The FDA officials have a long institutional memory and going forward, they will continue to harbor concerns about a repeat of the epoetin alfa or growth hormone anomalies.

A 2011 article in the New England Journal of Medicine by four senior FDA officials offered important insights into the agency’s approach to biosimilars: (1) “Generally, therapeutic proteins must have a specific set of structural features (e.g., amino acid sequence, glycosylation, protein folding) essential to their intended effect, and slight modifications can affect their performance in humans”; (2) “inadvertent chemical modifications can affect their immunogenicity”; (3) “additional animal and clinical studies will generally be needed for protein biosimilars for the foreseeable future”; (4) before regulators can even advise on required animal and human studies, “the FDA should already have completed an in-depth review of comparative analytic characterization and in vitro data”; and (5) “[t]he FDA process for biosimilars must include product-specific safety monitoring” because “pharmaceutical companies will make manufacturing-related changes to biologics periodically throughout their lifecycles, and even small changes could affect safety or efficacy.”

The bottom line is that clinical trials—which may need to be large in order to achieve sufficient statistical power—will generally be required to demonstrate the efficacy and especially the safety of biosimilars before FDA approves them.

Interestingly, in July the drug company Sandoz filed the first application for a biological via the new biosimilar pathway.

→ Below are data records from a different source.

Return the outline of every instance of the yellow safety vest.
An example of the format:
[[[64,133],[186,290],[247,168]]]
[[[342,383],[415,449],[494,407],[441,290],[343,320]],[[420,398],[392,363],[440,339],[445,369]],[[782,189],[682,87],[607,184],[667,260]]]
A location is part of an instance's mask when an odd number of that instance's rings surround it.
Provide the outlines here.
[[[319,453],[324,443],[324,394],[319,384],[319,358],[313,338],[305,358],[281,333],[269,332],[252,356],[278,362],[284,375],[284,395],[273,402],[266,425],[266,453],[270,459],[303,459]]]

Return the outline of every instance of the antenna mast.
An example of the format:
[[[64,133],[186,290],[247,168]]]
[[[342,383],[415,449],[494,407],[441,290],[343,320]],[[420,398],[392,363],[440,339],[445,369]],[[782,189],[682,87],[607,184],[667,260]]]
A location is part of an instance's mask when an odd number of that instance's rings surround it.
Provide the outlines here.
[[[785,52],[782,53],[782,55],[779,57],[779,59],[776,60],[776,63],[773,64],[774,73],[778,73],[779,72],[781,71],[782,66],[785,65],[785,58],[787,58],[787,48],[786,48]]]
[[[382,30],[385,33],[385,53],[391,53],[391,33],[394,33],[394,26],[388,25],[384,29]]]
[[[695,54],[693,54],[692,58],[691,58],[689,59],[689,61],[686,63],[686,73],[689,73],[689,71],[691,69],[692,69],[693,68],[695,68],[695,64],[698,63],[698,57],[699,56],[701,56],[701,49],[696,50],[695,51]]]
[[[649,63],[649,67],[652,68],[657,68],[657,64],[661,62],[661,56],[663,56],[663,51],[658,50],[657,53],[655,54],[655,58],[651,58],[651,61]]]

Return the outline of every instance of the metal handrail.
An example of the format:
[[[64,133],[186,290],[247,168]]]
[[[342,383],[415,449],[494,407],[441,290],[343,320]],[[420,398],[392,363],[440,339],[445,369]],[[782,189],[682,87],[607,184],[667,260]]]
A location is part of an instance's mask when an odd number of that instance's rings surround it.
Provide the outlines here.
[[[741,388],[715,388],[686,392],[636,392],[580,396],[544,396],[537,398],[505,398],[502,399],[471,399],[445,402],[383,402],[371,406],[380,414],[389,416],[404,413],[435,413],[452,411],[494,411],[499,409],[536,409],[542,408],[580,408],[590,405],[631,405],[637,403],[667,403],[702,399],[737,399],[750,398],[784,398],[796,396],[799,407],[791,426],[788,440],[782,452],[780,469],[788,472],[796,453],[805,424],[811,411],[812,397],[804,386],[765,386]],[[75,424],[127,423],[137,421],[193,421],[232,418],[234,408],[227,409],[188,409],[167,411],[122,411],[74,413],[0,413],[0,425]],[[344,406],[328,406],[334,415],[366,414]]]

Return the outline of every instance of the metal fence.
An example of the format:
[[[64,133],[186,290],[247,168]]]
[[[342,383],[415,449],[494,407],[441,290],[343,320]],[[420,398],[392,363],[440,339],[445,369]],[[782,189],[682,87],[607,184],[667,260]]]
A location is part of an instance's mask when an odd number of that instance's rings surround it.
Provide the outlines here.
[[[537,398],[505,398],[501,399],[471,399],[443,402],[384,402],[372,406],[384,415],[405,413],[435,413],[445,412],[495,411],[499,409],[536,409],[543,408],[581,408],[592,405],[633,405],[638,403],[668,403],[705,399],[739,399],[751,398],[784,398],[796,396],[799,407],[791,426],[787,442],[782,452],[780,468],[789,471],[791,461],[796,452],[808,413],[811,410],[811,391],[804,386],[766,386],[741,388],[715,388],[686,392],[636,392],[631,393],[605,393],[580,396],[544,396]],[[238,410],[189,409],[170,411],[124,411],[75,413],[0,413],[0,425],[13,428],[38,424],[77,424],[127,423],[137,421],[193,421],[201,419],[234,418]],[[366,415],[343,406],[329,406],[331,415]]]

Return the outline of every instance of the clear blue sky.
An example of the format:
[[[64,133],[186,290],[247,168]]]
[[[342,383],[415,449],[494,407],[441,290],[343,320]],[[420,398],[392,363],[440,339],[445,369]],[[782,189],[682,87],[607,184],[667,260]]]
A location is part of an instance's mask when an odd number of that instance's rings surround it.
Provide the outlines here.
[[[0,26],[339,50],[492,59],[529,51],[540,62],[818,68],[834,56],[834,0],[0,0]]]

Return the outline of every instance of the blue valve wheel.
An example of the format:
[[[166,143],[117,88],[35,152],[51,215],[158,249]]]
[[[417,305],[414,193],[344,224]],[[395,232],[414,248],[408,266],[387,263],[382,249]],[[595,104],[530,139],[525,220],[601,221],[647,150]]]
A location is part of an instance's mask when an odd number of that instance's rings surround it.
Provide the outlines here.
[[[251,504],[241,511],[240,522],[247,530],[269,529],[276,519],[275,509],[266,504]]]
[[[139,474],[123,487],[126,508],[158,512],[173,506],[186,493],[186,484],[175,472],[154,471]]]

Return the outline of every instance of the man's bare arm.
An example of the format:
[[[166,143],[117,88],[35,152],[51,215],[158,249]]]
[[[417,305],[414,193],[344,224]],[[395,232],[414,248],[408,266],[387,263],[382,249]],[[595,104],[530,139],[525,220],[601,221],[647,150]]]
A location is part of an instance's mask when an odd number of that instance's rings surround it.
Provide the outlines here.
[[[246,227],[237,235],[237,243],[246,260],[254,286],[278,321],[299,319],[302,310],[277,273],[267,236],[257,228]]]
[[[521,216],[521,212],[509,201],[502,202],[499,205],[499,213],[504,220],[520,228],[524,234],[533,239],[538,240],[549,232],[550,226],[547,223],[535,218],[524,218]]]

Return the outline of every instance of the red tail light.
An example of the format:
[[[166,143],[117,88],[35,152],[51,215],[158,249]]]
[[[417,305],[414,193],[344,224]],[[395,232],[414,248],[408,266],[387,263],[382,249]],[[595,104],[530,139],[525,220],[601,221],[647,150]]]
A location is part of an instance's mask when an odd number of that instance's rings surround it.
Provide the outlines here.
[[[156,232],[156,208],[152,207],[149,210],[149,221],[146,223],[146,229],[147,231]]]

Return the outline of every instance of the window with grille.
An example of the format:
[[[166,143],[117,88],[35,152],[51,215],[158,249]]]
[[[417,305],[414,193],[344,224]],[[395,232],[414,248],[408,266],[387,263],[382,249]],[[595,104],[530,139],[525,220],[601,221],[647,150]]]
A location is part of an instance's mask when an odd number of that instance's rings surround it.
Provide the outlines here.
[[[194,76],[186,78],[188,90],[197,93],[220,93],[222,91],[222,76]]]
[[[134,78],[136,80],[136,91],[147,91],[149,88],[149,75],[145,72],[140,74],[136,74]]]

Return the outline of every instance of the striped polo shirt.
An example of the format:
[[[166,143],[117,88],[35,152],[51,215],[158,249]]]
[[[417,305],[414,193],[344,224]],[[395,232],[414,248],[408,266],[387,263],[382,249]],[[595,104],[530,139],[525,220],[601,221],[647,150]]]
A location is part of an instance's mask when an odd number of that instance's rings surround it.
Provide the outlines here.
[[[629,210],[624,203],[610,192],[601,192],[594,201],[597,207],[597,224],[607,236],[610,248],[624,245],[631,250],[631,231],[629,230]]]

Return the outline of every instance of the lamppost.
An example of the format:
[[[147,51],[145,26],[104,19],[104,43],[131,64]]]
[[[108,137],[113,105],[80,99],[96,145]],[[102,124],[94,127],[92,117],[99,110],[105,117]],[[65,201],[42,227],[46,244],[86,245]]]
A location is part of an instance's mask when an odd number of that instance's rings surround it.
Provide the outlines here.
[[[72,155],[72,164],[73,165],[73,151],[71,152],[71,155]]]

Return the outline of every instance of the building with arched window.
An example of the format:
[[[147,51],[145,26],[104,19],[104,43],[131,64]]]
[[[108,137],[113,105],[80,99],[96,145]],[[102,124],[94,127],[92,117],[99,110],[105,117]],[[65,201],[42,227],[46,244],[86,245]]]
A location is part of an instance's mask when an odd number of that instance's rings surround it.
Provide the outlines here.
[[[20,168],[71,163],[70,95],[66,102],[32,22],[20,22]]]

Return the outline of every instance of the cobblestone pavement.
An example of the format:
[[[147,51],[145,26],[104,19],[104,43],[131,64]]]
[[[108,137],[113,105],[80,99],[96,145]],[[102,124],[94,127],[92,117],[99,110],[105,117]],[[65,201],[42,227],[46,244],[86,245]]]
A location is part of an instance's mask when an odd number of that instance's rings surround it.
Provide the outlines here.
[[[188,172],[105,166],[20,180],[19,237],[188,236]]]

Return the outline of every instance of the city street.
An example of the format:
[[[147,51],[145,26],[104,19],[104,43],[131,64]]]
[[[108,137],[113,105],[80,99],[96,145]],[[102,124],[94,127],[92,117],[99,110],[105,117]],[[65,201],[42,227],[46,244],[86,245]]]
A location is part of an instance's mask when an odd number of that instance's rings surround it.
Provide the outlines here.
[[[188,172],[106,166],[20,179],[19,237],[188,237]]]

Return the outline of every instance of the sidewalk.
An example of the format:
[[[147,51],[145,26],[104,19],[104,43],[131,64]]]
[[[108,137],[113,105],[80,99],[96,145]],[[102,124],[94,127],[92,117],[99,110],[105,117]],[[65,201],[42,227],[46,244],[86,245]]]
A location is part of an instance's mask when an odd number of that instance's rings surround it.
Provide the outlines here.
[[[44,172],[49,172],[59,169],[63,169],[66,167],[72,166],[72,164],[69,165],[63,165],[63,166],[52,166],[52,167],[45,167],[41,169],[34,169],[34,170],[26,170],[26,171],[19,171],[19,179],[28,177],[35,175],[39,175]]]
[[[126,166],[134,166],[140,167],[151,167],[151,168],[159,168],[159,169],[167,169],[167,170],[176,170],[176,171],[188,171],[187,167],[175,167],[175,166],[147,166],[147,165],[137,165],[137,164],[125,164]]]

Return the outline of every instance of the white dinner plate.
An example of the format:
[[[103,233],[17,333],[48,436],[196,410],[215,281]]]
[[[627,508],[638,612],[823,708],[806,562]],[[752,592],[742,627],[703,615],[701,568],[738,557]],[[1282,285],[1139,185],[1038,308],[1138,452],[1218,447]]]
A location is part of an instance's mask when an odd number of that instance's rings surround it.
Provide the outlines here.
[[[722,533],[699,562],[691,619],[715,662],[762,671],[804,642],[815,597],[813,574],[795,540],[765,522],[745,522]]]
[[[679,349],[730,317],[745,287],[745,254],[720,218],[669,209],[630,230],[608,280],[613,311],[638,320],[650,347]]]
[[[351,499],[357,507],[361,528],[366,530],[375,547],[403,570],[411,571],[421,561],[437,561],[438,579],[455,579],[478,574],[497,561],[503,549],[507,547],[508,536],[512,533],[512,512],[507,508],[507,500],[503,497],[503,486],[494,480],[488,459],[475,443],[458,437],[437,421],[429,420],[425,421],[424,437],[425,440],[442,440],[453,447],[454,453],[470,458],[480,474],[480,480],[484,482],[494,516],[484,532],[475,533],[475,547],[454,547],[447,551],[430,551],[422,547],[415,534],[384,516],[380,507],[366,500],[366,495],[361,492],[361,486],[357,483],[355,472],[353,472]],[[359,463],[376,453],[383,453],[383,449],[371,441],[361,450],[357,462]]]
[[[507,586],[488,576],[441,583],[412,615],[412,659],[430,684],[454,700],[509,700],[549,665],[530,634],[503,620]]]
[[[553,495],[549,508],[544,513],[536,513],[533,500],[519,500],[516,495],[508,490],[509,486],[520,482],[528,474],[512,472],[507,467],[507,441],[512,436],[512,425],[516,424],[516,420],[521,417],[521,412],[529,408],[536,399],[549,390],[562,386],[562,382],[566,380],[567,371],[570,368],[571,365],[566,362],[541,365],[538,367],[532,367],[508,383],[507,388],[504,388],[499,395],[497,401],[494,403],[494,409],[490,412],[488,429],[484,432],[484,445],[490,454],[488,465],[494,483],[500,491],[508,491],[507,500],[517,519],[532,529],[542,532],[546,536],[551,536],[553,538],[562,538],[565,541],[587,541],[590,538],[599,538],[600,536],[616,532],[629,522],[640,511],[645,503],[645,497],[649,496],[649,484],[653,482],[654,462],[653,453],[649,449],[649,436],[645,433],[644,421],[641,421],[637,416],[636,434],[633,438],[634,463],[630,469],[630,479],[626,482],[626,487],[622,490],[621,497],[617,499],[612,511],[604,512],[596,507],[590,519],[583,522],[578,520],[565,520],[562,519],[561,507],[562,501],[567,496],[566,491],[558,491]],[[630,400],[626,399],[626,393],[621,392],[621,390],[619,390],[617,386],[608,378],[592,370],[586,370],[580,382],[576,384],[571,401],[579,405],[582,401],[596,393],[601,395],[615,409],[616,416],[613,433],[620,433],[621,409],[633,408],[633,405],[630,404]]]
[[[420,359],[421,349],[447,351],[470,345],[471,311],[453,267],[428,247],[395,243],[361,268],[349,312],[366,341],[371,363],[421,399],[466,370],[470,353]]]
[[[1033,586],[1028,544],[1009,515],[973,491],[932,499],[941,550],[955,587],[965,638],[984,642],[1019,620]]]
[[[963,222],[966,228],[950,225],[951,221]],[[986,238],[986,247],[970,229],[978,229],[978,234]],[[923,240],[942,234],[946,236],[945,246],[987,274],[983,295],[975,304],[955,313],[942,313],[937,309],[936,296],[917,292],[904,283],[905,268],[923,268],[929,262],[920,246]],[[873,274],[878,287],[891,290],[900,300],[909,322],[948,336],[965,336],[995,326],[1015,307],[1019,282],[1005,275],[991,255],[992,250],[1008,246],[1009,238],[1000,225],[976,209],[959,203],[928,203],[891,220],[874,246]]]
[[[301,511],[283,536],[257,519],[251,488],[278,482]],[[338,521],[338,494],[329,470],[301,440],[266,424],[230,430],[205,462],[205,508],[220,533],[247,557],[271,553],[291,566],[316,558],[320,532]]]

Called Zarzio, it is a follow-on version of Amgen’s Neupogen, which stimulates the bone marrow to produce infection-fighting white blood cells when their numbers have been reduced by cancer chemotherapy. It will be informative to see how much testing FDA requires for this product, which boasts significant post-marketing, real-world clinical data outside the United States: It has been marketed in more than 40 countries, which has generated nearly six million patient-exposure days of experience. FDA might not consider this to be equal to the gold standard of data from well-controlled clinical trials, but it should weigh heavily in Zarzio’s favor in establishing that there are “no clinically meaningful differences” from Neupogen.

A second application for approval via the biosimilars pathway was filed in August by a South Korean company, Celltrion, for its biosimilar of Johnson & Johnson and Merck’s anti-inflammatory blockbuster Remicade. The company said that after prior consultation with the FDA, it conducted additional clinical trials—which started in October 2013 and lasted six months—to show that their product meets the criteria for approval. How extensive those trials were has not yet been made public.

In the future, new analytical methods will facilitate the development, manufacture, and regulatory approval of biosimilars. For example, a research article by FDA scientists published in 2013 showed that small segments of DNA-like molecules called aptamers can be used to detect extremely subtle changes in proteins. This technique can be useful in the development of biosimilars to provide information about subtle but critical differences in purity, biological activity, and the ability to elicit an immunological response between the innovator product and the biosimilar. But such scientific advances will need to undergo extensive validation studies before they can be considered a reliable predictor of effects in vivo and reduce or eliminate the need for clinical data.

The bottom line is that most follow-on versions of an approved biological product will be regarded by regulators as, in effect, a completely new and distinct drug, requiring clinical trials and making development costs far higher than if they were treated like small-molecule generics. As a result, for the foreseeable future, savings to federal entitlement programs, insurers and patients will surely be much more modest than some of the hyperbolic predictions made by politicians and others.